Eine Stippvisite auf einer Schafweide hat uns daran erinnert, dass die Schotten nicht die ersten Bewohner der Gegend waren und nein, wir meinen nicht die Schafe.

Die schottischen Nachfahren haben den Umgang mit Steinen verfeinert und ehrlich gesagt: Dieser liegt der Bebbin etwas näher, da weniger abstrakt.

Über die Zwistigkeiten um ein paar vereinsamte Berghänge haben wir bereits berichtet und wir sind nicht sicher, ob angesichts der verhärteten Fronten die Schweiz hier noch etwas hätte bewirken können.

Die Bebbin hat den Meenzer zum Schluss interviewt. „Jetzt, da du diese andere Schweiz kennengelernt hast, würdest du nochmals dorthin fahren?“

Die Antwort kommt wie aus der One Hour Gun geschossen. „Auf jeden Fall. Auch wenn Schottland ein Regenland ist.“

Hier muss die Bebbin protestieren. Ein solch mieses Sommerwetter gab es dort noch nie. Fast nie. Das haben sämtliche B&B-Gastgeber bezeugt. Schottland ist höchstens ein regenreiches Land. Und zwischendurch gibt es ja blaue Flecken am Himmel.

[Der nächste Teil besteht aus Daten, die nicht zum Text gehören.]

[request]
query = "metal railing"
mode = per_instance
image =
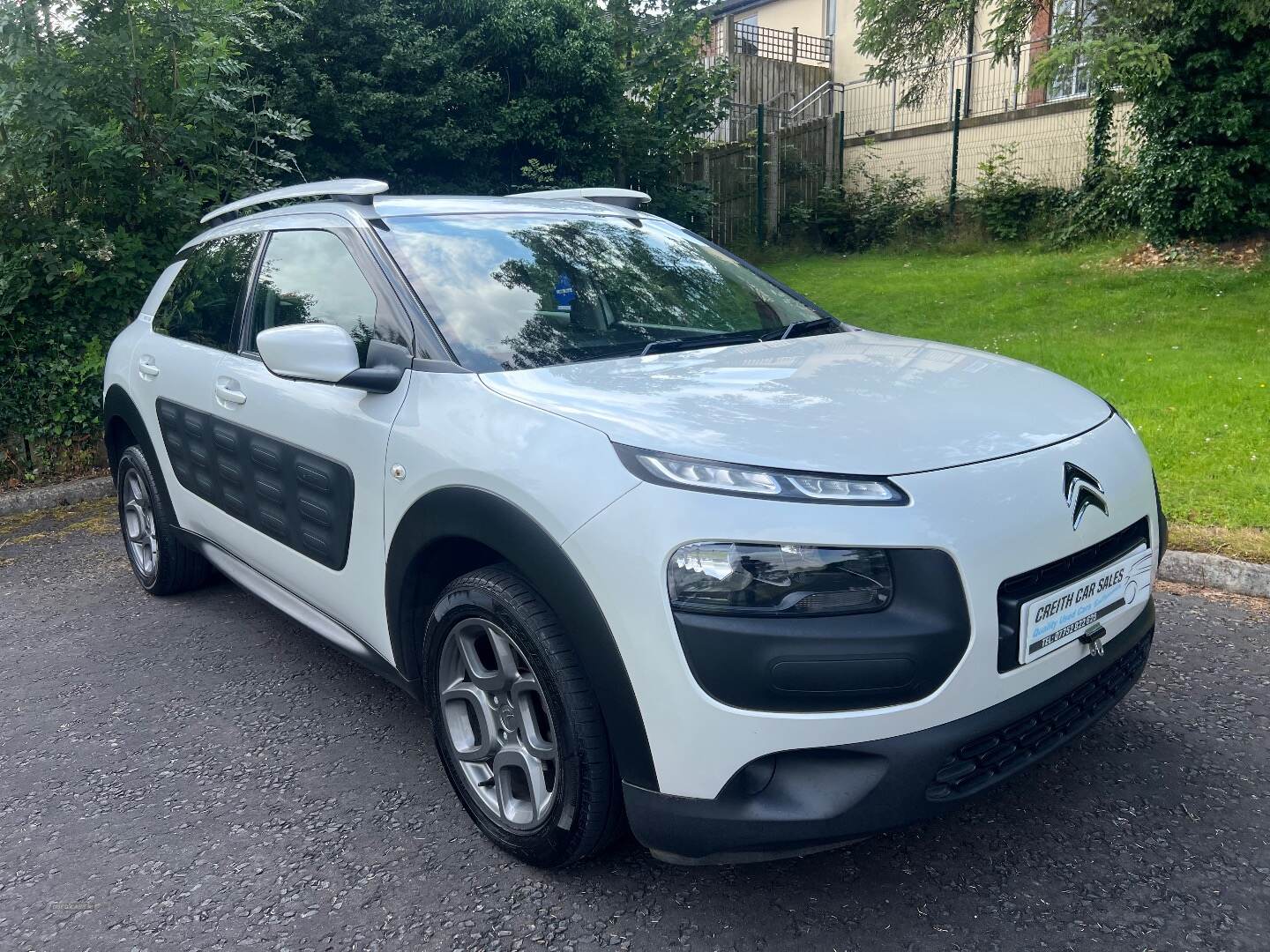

Der Meenzer hatte mit dem Wetter generell kein Problem, denn im Gegensatz zur Bebbin hatte er ja die richtige Kleidung dabei. Ein nochmaliger Ausflug über die Nordsee würde ihn reizen. Für die Highland Games zum Beispiel – schließlich hat er schon die passende Ausrüstung. Ein Sprung zur Westküste der Isle of Skye wäre auch was. Oder ein bisschen mehr Highlands, aber bitte mit Ersatzreifen, genügendem Biervorrat und einem Not-Zelt. 

Nach den klimatischen Erfahrungen der letzten Wochen liebäugelt die Bebbin aber mit einem anderen Ziel. „Wie wäre es mit einer Destination etwas weiter südlich? Das Tessin zum Beispiel. Oder Südafrika?“

Ihr ahnt schon. Es steht eine harte Verhandlungsrunde bevor. Aber vorerst möchten wir euch, liebe Leserinnen und Leser, für die vielen motivierenden Kommentare und die intensive virtuelle und treue Teilnahme an unserer Reise ganz herzlich danken.

Die nächste kommt bestimmt.

Eure Bebbin und Meenzer

 

4 Gedanken zu „Abschied

  1. Ich wünsche Euch beiden eine gute Heimreise und einen schönen Sommer in der Heimat.
    Auf Eure nächste Reise und Eure Berichte freue ich mich schon.